As the daughter of a man who served, who lost, who cared, and who never broke, I saw what silently carrying Vietnam, and any number of other wars, did to him. I learned a lot of valuable lessons, but most of all I wish he could have confided in me. I wish he hadn’t died six years ago, and I wish I could ask him now what I could be doing to help his fellow veterans feel like they are just as valued in civilian society as they were in the military. Instead I’m left asking you, the Internet, what I should be doing.
So help me out here. Do you want ticker tape parades? Do you want glossy ribbons and medals? Do you just want us to pretend you’re doing okay when you’re maybe not, but maybe you can’t talk about it because I won’t understand, so you’d like me to ignore the lapses? Do you want to just some way of feeling normal again, even though your experiences are far from the median American experience? And how can I, and the rest of civil society that wants to help, facilitate that?
Or can I? I’m willing to admit that maybe I can’t help. Maybe the healing has to come from within your own (military?) community, or whatever trite phrasing we want to throw on it.
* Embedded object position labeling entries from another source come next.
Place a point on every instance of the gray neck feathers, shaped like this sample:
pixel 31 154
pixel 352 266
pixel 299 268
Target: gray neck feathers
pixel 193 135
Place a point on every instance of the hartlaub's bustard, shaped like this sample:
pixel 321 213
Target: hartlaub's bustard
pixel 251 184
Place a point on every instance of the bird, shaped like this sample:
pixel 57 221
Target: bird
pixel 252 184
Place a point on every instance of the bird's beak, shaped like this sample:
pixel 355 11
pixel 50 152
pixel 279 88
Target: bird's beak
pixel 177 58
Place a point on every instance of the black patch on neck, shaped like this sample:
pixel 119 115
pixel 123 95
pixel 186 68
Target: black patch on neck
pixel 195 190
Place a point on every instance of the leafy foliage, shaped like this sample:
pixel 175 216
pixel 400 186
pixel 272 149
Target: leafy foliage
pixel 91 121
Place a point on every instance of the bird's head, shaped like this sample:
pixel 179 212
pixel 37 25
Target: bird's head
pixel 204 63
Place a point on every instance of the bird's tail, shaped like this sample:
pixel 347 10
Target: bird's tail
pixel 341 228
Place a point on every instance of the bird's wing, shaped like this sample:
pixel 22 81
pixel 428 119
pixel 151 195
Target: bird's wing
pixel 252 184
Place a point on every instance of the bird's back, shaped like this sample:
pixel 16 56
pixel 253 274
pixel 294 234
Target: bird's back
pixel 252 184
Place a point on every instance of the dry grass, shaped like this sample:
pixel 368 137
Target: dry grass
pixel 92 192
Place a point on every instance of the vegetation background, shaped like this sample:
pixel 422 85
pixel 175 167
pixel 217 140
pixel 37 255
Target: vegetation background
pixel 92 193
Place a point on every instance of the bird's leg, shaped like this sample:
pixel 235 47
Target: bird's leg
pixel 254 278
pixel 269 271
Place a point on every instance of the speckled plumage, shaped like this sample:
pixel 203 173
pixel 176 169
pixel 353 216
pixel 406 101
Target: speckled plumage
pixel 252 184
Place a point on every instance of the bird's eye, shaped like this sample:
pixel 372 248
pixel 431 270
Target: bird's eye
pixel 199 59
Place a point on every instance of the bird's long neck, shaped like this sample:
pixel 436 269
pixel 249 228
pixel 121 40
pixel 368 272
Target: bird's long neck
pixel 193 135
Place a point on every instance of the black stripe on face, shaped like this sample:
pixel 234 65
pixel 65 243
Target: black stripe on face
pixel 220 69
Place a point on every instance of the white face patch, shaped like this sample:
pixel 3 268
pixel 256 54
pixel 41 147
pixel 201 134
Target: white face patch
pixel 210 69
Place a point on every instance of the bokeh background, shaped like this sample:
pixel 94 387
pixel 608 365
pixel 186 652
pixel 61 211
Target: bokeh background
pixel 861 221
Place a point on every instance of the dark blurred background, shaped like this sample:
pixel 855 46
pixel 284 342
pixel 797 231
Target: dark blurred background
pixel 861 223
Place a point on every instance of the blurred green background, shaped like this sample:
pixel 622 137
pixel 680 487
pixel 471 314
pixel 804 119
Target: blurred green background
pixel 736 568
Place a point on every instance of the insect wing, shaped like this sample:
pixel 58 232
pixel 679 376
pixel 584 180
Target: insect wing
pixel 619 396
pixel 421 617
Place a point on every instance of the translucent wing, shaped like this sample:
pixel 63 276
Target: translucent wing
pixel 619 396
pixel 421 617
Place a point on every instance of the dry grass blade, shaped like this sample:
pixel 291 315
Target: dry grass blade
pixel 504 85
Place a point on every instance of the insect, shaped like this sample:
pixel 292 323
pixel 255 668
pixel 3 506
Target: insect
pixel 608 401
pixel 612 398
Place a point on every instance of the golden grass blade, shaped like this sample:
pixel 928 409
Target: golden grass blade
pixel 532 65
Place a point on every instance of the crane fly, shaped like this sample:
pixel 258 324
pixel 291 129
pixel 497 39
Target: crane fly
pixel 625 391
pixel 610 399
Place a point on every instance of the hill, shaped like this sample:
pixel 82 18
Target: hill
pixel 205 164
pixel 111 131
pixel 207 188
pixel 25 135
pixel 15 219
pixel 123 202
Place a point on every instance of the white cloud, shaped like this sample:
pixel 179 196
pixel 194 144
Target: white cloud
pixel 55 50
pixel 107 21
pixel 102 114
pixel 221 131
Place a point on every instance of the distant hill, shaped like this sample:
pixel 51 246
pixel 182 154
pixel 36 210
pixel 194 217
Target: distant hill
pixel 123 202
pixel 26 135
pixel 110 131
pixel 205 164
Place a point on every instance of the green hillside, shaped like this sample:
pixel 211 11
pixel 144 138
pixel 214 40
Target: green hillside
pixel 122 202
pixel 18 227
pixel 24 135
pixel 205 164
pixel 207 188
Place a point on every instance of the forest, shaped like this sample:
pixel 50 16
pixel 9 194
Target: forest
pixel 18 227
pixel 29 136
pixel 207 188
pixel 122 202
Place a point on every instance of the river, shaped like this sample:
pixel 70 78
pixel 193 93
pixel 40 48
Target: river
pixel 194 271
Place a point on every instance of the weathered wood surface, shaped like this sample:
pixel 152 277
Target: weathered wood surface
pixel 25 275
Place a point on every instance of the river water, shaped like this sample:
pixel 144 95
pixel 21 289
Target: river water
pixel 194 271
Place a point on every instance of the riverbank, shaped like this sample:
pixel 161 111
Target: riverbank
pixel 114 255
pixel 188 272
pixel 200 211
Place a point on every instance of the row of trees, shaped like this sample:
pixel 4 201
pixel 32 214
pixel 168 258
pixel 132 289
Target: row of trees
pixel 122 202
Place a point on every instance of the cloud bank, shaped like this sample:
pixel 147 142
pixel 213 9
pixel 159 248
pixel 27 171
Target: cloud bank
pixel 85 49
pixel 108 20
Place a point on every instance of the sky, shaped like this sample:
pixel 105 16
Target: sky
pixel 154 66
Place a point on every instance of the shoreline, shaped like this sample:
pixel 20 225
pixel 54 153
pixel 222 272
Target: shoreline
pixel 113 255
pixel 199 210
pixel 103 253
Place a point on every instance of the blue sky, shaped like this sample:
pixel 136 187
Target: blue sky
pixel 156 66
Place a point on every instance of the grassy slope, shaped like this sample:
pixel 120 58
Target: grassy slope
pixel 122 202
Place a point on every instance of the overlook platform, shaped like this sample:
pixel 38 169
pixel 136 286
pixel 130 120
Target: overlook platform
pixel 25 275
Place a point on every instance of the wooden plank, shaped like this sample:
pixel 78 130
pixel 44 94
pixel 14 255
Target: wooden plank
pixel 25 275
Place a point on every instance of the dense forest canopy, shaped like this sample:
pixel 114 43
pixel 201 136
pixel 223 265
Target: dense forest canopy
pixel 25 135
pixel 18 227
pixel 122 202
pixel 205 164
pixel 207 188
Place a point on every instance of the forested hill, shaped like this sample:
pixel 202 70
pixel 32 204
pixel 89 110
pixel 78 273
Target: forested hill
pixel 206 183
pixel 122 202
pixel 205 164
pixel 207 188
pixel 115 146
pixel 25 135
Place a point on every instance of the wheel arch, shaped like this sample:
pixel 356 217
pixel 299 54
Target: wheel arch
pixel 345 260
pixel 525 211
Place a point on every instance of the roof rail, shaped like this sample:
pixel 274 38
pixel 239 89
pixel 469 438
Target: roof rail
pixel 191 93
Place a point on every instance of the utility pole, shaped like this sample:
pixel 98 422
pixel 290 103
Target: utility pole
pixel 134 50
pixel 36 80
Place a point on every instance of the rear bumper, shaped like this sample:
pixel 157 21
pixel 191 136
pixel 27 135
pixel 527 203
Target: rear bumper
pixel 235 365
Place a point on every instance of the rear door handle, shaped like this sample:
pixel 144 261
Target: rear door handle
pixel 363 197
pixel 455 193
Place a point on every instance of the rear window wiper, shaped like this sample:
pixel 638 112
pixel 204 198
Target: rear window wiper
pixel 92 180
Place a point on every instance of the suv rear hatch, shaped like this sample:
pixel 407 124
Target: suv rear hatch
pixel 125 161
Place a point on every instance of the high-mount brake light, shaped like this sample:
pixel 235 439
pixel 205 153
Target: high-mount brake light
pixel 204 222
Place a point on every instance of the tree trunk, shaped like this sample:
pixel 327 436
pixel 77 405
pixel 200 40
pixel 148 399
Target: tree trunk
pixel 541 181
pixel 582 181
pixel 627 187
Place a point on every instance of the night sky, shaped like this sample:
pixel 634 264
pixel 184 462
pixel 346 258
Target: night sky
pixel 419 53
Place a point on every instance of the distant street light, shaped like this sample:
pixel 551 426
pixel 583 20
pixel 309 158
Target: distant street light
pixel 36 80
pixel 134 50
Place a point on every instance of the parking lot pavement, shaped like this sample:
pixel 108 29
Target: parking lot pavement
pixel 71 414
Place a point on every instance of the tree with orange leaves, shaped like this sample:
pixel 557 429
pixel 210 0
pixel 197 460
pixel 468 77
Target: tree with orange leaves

Maybe you have to do most of the work to connect with society, and maybe all I can do is sit quietly when it hurts and offer you a panda hat and an open invite to get some trigger therapy sometime. I dunno. You tell me. I don’t like feeling helpless in the face of such pain, but I also know I can’t fix everything.
* I also do not in any way mean to imply that everybody is damaged by service in the armed forces, because that’s bullshit, but a common complaint/thread I’ve heard has been the sense of disconnect from civilian society upon return, and that bothers me. That’s where this post came from. There, and two bourbons.
I think most veterans act like women in this regard.
If I punch you next week, you’ll know why.
A cold beer (Shiner Bock or Paulaner), a handshake and no more stupid questions
Fortunately, those are easy to come by in Germany
I tweeted this to you, but this post made me think about what civilians needed to understand how to communicate with active duty members and veterans. Hope this answers your questions:
http://www.blogs.va.gov/VAntage/?p=1432
Also, Stacy nails it in one sentence. As a Texas boy, I know enough Shiner Bocks can solve any problem.
Why is it that the new vets are so ashamed of what they have done in Iraq and Afghanistan that they don’t want to talk about it?